Zij dienen bij deze werkzaamheden de aanwijzingen van de beheerder op te
volgen.
Artikel
11. Over te leggen stukken.
1.
Begraving mag slechts geschieden indien van tevoren het
verlof tot begraven of de bezorging van de as is overgelegd aan de beheerder.
2.
Indien
de begraving of de bezorging van as in een particulier graf zal plaatsvinden,
dient een machtiging daartoe aan de beheerder te worden overgelegd, ondertekend
door de rechthebbende of, indien deze is overleden, door degene die in de
uitvaart voorziet.
3.
Begraving
of bijzetting in een particulier graf waarvan de uitgiftetermijn binnen de
wettelijke minimum grafrusttermijn afloopt, kan alleen plaats vinden onder
gelijktijdige verlenging van de uitgiftetermijn met een zodanige periode dat de
alsdan resterende uitgiftetermijn tenminste gelijk is aan de wettelijke minimum
grafrusttermijn van 10 jaren. De verlenging dient te worden aangevraagd door de
rechthebbende of, indien deze is overleden, door een van de andere personen,
genoemd in artikel 16, tweede lid.
4.
De
beheerder onderzoekt of de overgelegde stukken volledig en juist zijn.
Artikel
12. Tijden van begraven en asbezorging.
1.
Op
zondagen, christelijke of algemeen erkende feestdagen wordt geen gelegenheid
gegeven tot begraven en bezorgen van as, tenzij de burgemeester een van de
normale termijn afwijkende termijn voor begraving of crematie heeft gesteld of het college van kerkrentmeesters hiervoor
toestemming heeft verleend.
2.
Op
de overige dagen zijn de tijden van begraven en het bezorgen van as van 10.00
uur tot 16.00 uur.

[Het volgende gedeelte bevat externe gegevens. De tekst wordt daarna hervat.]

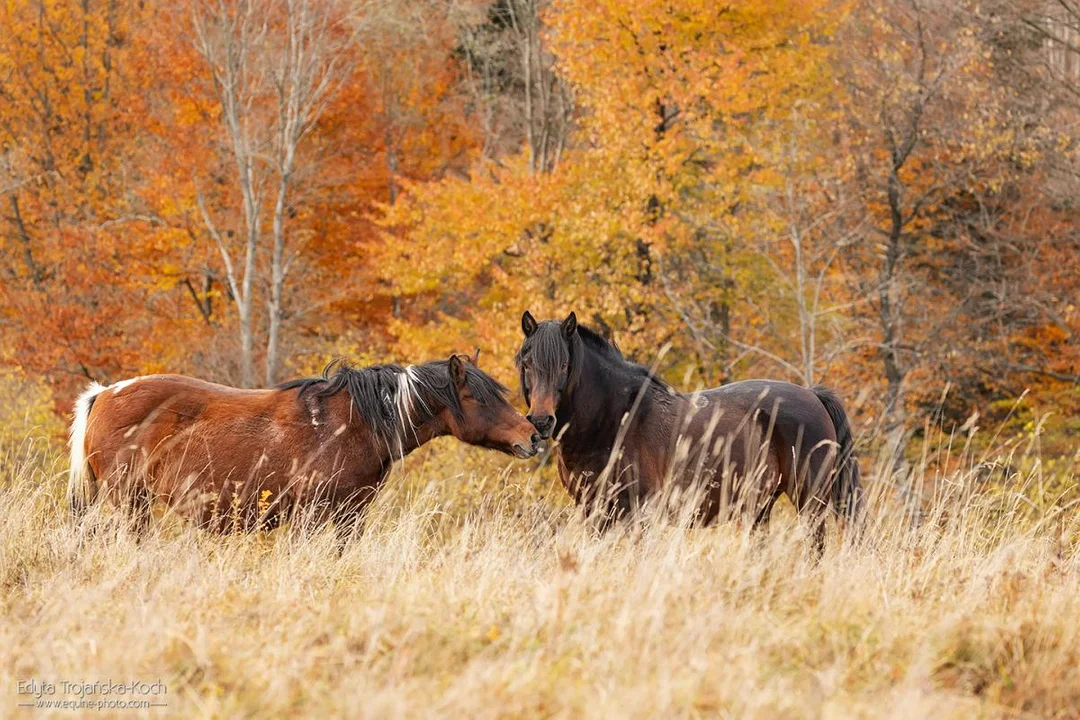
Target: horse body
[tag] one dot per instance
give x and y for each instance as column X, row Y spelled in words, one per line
column 740, row 446
column 221, row 454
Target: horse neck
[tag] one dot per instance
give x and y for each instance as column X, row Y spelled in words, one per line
column 421, row 434
column 408, row 436
column 594, row 409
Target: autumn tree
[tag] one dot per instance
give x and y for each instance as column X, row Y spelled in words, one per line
column 272, row 67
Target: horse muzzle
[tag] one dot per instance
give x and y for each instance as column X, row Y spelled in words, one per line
column 543, row 423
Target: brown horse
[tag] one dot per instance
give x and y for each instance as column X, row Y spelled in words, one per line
column 624, row 435
column 321, row 445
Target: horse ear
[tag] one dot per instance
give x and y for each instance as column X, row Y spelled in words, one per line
column 457, row 368
column 528, row 324
column 569, row 325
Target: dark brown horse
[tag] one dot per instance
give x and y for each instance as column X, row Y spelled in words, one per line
column 321, row 445
column 624, row 435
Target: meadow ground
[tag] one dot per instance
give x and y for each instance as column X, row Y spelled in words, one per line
column 483, row 596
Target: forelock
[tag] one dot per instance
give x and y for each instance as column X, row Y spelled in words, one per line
column 548, row 349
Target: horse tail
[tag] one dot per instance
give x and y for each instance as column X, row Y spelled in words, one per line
column 847, row 488
column 82, row 485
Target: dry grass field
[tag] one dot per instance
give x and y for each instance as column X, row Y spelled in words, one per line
column 485, row 596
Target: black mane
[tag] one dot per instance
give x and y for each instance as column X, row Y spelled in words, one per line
column 608, row 349
column 376, row 392
column 550, row 349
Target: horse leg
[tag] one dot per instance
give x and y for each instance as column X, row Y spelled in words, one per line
column 761, row 520
column 348, row 525
column 139, row 503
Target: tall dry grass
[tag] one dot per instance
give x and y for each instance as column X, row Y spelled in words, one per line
column 482, row 597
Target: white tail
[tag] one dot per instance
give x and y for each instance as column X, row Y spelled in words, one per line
column 79, row 494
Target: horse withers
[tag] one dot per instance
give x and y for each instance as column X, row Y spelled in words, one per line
column 321, row 445
column 624, row 435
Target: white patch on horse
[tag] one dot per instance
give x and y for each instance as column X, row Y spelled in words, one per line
column 406, row 399
column 117, row 386
column 313, row 409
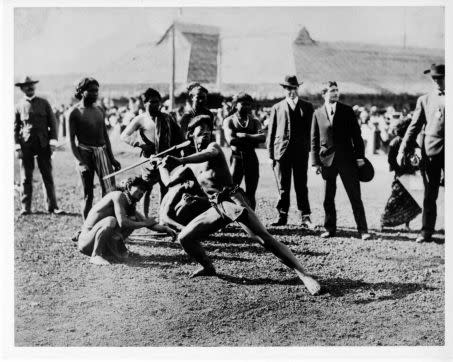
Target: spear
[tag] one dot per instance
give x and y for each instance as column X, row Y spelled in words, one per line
column 158, row 155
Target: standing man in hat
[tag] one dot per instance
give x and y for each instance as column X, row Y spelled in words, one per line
column 198, row 96
column 288, row 143
column 429, row 115
column 35, row 135
column 92, row 151
column 338, row 149
column 243, row 133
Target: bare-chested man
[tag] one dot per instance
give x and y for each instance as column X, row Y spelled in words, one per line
column 229, row 205
column 112, row 220
column 158, row 132
column 184, row 199
column 93, row 151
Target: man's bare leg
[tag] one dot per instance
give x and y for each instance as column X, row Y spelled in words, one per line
column 189, row 238
column 106, row 229
column 252, row 225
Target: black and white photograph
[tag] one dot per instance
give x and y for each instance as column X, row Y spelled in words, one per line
column 226, row 175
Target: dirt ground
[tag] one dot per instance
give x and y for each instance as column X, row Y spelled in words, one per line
column 385, row 291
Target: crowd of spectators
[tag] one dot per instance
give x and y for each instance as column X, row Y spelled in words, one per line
column 377, row 124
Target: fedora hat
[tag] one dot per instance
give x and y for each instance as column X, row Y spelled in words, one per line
column 26, row 80
column 436, row 70
column 290, row 81
column 366, row 171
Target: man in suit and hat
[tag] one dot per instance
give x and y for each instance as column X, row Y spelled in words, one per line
column 288, row 143
column 429, row 115
column 337, row 148
column 35, row 135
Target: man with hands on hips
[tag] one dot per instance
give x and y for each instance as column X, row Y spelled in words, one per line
column 338, row 149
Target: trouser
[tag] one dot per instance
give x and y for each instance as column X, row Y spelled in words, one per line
column 27, row 165
column 245, row 165
column 296, row 162
column 348, row 171
column 431, row 171
column 97, row 162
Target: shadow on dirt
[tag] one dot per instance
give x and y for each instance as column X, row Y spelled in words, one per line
column 165, row 261
column 338, row 287
column 258, row 281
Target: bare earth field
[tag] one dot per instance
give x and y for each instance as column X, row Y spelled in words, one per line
column 385, row 291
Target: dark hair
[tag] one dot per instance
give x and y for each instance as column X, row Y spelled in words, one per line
column 327, row 85
column 198, row 120
column 83, row 85
column 150, row 93
column 195, row 87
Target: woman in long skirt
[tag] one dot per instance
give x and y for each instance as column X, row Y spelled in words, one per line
column 401, row 207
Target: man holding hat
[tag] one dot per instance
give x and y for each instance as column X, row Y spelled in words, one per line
column 35, row 135
column 243, row 133
column 338, row 149
column 288, row 143
column 429, row 115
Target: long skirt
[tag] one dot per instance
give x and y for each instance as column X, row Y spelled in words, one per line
column 400, row 208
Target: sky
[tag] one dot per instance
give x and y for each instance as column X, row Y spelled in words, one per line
column 72, row 40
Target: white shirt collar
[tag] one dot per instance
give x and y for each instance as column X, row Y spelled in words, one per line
column 331, row 106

Het college van kerkrentmeesters
kan in bijzondere gevallen van deze tijden afwijken.
Hoofdstuk 4 DE
GRAVEN
Artikel 13. Soorten graven.
Op de begraafplaats kunnen worden onderscheiden:
a. particuliere graven,
particuliere urnengraven en particuliere urnennissen
b.
verstrooiingsplaatsen(strooiveldjes)
Artikel
14. Particulier graf / urnengraf / urnenkelder / columbarium.
1.
Een
uitsluitend recht op een graf kan alleen schriftelijk worden verkregen. Door of
namens het college van kerkrentmeesters
wordt een akte van grafuitgifte opgemaakt (grafakte).
2.
Het college van kerkrentmeesters bepaalt hoeveel lijken
en hoeveel urnen / asbussen er kunnen worden bijgezet
in de particuliere graven en hoeveel verstrooiingen van as er op of in de
particuliere graven kunnen plaatshebben conform de bepalingen die vastgesteld
zijn door de gemeente Etten-Leur.
3.
Het college van kerkrentmeesters bepaalt tevens de
afmetingen en de uitgifteduur van de particuliere graven. Voor particuliere
graven en urnennissen geldt een termijn van 20 jaren.
4.
In
de akte van grafuitgifte wordt vermeld welk graf / urnennis
is uitgegeven en voor welke termijn.
5.
De
rechthebbende op het graf ontvangt een exemplaar van de akte van grafuitgifte.
6.
Het
college van kerkrentmeesters heeft de urnennissen in
beheer, maar geeft de gelegenheid tot het doen bijzetten en bijgezet houden van
asbussen / urnen.
Artikel
15. Verstrijking en verlenging termijn particulier graf/ particulieren urnennis.
1.
De
rechthebbende van een particulier graf / particulier urnennis waarop een uitsluitend recht is gevestigd
voor bepaalde tijd kan verzoeken deze termijn te verlengen. Het uitsluitend
recht op een graf / urnennis wordt op verzoek van
rechthebbende na verstrijking van de uitgiftetermijn verlengd, mits het verzoek
gedaan is voor het verstrijken van de termijn. De verlenging geschiedt telkens
voor 10* jaren (* In bijzondere gevallen kan een afwijkende termijn worden
gehanteerd zodat dubbele graven weer een gelijke einddatum krijgen).
2.
Het college van kerkrentmeesters doet uiterlijk drie
maanden voor het einde van de lopende termijn, aan de rechthebbende wiens adres
hem bekend is, schriftelijk mededeling van het verstrijken van de termijn van
het bepaalde in lid 1 (de expiratiedatum).
3.
Indien
niet binnen drie maanden na verzending van de mededeling, bedoeld in lid 2, om
verlenging van het recht is verzocht, maakt het college van kerkrentmeesters de
mededeling bekend bij het graf en bij de ingang van de begraafplaats. De
aankondiging blijft beschikbaar tot minimaal een halfjaar na het einde van de
periode waarvoor het recht op een particulier graf / particulieren urnennis was gevestigd.
Artikel
16. Overschrijving van verleende rechten.
1.
Het
uitsluitend recht op een graf resp. urnennis kan op
schriftelijk verzoek van de rechthebbende worden overgeschreven ten name van de
echtgenoot of levenspartner dan wel een bloedverwant tot en met de derde graad.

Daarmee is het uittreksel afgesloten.